How does compassion look like in our brains?
Neuroscientists scan the brains of Tibetan monks who are actively expanding compassion and this is what they find.
Neuro-economist Brian Knutson is an expert on the brain’s “pleasure spot” (the one which makes us go for a Starbucks coffee instead of having a fresh one out of our kitchen) and can connect you to a brain scanner and find out how you process risks and rewards. This process is used to find out what areas of the brain are active in distinct situations, mostly on financial decisions and consumerism. However, this brain scans have took an interesting turn towards studying a monk’s brain activity while they are working on compassion.

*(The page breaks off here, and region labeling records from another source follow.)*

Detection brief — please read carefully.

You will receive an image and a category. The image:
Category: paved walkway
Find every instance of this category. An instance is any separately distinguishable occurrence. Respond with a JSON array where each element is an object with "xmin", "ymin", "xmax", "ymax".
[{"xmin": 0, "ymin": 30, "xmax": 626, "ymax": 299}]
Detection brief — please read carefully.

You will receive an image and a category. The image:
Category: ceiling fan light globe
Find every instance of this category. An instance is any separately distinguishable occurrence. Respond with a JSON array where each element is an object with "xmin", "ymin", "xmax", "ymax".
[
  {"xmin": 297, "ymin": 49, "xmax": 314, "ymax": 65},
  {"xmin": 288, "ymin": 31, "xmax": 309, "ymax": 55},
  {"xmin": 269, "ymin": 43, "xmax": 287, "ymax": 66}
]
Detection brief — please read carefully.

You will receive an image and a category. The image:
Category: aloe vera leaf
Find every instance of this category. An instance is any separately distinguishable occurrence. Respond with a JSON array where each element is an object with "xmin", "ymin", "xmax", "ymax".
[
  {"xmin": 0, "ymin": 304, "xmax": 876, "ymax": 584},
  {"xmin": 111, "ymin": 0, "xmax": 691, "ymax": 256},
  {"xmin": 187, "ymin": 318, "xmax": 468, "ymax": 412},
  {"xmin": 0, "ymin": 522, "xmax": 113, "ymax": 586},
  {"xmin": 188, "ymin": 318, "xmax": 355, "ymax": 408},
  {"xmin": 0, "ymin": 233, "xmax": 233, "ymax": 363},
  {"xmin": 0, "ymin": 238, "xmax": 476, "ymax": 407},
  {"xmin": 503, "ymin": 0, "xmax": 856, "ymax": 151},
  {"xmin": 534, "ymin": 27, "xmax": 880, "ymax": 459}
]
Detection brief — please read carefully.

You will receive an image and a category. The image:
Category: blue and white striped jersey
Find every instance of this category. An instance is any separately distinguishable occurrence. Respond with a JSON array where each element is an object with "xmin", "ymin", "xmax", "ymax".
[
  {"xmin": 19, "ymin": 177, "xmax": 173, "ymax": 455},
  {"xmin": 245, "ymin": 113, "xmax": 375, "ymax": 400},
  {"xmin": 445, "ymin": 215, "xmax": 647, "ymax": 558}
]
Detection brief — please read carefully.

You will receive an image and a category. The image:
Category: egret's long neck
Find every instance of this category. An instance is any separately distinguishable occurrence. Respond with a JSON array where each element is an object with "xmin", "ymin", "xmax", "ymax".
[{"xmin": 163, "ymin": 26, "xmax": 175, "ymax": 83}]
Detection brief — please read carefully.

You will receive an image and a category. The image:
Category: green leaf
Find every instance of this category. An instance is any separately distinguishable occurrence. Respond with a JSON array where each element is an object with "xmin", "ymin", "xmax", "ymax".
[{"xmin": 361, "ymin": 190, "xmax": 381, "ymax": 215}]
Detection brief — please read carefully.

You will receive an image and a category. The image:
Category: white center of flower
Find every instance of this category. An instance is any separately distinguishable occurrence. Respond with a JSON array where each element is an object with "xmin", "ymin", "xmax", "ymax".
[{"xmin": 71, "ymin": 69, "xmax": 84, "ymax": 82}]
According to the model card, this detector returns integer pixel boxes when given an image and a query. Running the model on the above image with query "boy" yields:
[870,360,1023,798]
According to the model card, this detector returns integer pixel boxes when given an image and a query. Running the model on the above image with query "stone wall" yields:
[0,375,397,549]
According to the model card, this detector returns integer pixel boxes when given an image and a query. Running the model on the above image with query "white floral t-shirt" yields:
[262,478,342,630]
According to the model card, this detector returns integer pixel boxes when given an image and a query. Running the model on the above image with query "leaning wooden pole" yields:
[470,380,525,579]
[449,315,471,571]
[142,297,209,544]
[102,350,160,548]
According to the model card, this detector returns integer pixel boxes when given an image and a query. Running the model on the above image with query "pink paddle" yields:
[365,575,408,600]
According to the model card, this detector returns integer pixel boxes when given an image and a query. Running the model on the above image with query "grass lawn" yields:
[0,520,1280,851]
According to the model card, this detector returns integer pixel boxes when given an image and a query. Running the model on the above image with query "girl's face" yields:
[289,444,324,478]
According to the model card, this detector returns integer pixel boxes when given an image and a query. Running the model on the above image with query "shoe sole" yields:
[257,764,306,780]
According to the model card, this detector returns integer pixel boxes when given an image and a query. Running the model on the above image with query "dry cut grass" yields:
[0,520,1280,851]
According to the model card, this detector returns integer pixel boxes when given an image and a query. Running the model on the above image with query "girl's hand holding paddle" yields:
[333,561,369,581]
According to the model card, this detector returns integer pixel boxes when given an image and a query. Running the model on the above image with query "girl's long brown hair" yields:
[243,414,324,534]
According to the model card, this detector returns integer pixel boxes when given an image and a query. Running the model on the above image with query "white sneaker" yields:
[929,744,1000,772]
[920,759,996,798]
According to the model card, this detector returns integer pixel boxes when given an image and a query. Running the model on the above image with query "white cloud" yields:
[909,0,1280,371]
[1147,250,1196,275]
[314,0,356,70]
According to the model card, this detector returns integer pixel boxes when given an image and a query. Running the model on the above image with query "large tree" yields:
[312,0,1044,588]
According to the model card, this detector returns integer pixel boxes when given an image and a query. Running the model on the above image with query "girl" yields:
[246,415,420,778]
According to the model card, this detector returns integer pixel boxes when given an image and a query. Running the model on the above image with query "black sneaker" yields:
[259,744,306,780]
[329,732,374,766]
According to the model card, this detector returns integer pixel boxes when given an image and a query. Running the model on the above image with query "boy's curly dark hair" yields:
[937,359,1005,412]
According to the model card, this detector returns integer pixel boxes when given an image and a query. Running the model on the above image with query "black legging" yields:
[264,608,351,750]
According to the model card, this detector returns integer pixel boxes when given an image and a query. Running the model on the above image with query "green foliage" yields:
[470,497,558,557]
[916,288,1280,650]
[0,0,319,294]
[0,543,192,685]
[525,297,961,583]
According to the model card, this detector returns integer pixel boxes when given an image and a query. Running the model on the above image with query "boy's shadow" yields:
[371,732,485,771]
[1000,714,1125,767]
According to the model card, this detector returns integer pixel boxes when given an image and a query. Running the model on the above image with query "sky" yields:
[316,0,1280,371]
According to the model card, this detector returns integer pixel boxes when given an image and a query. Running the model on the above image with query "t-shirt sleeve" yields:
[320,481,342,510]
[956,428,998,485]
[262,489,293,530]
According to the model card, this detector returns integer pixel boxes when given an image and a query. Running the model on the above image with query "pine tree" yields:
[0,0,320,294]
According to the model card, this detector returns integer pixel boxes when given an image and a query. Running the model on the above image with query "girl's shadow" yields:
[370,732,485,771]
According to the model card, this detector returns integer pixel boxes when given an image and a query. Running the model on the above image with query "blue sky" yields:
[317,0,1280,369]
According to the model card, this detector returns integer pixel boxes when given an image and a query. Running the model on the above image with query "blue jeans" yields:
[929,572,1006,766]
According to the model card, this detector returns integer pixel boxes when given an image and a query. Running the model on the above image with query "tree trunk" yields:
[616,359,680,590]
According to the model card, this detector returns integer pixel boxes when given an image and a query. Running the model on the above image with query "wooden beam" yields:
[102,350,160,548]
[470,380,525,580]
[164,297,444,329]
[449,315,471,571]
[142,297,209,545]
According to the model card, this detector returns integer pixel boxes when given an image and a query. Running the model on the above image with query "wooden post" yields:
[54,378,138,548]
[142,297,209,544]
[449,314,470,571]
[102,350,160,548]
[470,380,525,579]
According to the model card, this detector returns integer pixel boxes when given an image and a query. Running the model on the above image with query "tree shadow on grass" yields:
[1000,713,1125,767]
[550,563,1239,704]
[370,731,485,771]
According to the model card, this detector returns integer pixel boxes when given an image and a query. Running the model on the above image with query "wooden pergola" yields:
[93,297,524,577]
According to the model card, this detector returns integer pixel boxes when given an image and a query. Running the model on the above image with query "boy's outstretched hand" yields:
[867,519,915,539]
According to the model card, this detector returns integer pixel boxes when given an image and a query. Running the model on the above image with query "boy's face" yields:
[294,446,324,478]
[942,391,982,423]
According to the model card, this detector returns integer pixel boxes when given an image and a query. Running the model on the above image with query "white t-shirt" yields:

Knutson, who is primarily interested in the nucleus accumbens, the part of the brain that receives a hit of dopamine whenever an individual anticipates something pleasurable, now focused on observing how the same part of the brain is activated for altruistic reasons. “Perhaps our brain reacts in the same way when we show compassion toward another person as when we feel that something good is going to happen to us (like when we think we’re going win at black jack),” Knutson says.
There are many neuroscientists out there looking at mindfulness, but not a lot who are studying compassion,” Knutson said. “The Buddhist view of the world can provide some potentially interesting information about the subcortical reward circuits involved in motivation.
In observing these great meditators, neuroscientists seek to have a deeper understanding of what compassion looks like in the brain, a subject which, by the way, the Dalai Lama approached at a conference in Stanford University. Looking into the future, the scientists of this same institution are wondering if compassion can be neurologically isolated ––if their findings could one day be used to help people combat depression, calm hyperactive kids or even reconfigure a psychopath.
“We’ve been trying to develop a way to measure compassion so that we may be able to develop a science concerning it,” Knutson concludes. This discovery could change the way we behave in the world, especially in regards to what makes us feel momentarily happy, and find new ways to boost our sense of compassion which will last a lifetime and will help others and not only ourselves.